Contributed by deanna on Tue Jun 19 10:42:41 2007 (GMT)
from the that's-a-lot-of-j dept.
Constantine A. Murenin (cnst@) writes:
A 10-year-old pointer-arithmetic bug in make(1) is now gone, thanks to malloc.conf and some debugging. The bug prevented people from running make -j on OpenBSD for fear of it looping on one the CPUs forever, without actually building anything.
Personally, I've encountered this bug a few times after todd@ told me about the -j option at c2k7. I immediately noticed performance improvements in building kernel with `make -j4` — which was obvious from the fact that now both CPUs were at close to 0% idle time for the duration of the build. However, I've also noticed that shortly after being started with a big -j number, like 16 or 24, the make process would become
mysteriously quiet and would start to consume 100% of one of the CPUs (without actually running any jobs) every time I ran it.

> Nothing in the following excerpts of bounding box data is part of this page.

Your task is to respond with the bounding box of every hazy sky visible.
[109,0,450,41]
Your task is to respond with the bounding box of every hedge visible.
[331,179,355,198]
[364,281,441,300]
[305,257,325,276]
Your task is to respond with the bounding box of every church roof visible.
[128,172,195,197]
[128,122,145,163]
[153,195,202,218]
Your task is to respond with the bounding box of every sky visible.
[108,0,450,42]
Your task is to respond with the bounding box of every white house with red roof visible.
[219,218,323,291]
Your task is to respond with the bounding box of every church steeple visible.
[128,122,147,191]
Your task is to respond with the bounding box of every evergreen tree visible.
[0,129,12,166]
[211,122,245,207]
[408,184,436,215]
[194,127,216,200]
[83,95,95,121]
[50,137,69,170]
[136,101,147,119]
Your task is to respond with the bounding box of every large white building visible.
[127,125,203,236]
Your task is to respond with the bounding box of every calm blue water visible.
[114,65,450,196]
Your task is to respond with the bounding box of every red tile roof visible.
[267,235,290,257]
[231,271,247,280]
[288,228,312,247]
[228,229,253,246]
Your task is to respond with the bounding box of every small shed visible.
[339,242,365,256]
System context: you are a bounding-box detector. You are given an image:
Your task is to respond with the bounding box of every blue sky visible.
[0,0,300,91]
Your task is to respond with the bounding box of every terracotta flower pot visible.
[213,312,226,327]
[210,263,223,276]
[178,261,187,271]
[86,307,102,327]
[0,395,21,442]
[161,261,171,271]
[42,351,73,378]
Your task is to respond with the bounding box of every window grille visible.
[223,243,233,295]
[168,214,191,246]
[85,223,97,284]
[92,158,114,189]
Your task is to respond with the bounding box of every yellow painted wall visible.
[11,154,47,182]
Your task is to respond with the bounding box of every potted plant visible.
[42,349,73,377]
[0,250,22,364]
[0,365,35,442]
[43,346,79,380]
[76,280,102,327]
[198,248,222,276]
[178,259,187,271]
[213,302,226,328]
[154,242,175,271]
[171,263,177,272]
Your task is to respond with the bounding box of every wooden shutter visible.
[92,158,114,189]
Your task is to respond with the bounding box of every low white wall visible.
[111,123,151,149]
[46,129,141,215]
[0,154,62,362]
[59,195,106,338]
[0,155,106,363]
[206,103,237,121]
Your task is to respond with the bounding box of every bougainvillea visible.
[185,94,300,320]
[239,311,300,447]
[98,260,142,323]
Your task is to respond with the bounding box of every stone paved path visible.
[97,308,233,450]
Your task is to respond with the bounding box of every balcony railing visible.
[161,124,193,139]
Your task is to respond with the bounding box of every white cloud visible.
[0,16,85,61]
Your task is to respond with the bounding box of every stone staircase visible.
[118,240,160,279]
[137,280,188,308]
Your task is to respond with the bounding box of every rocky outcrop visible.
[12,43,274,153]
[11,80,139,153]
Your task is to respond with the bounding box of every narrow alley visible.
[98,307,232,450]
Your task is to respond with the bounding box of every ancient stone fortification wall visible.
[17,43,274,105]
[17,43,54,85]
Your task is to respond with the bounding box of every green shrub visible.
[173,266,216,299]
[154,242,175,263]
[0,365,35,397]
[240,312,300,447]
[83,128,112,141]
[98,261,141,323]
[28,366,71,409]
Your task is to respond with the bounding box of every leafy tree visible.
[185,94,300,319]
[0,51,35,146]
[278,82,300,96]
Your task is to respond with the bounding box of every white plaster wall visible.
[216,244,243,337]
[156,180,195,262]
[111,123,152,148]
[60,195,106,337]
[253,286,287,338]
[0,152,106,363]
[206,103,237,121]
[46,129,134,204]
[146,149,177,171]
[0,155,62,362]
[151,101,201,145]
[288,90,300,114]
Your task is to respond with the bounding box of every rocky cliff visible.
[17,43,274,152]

Independently (or maybe due to the influence) of the above make(1) bug, one day I've decided to give the malloc options a try, with running `ln -s 'AFGHJPRX' /etc/malloc.conf` to set it up. After setting these malloc options, I've noticed that make was crashing quite often when used with the -j option.
To make the long story short, I've discovered that the problem had to do with pointer arithmetic. A number
of bytes was added as an offset for a pointer of type fd_set, which has a size of 128. I.e. the offset in the number of bytes was erroneously multiplied by a factor of 128, thus doing a memset on the unallocated piece
of memory, leaving the allocated part uninitialised.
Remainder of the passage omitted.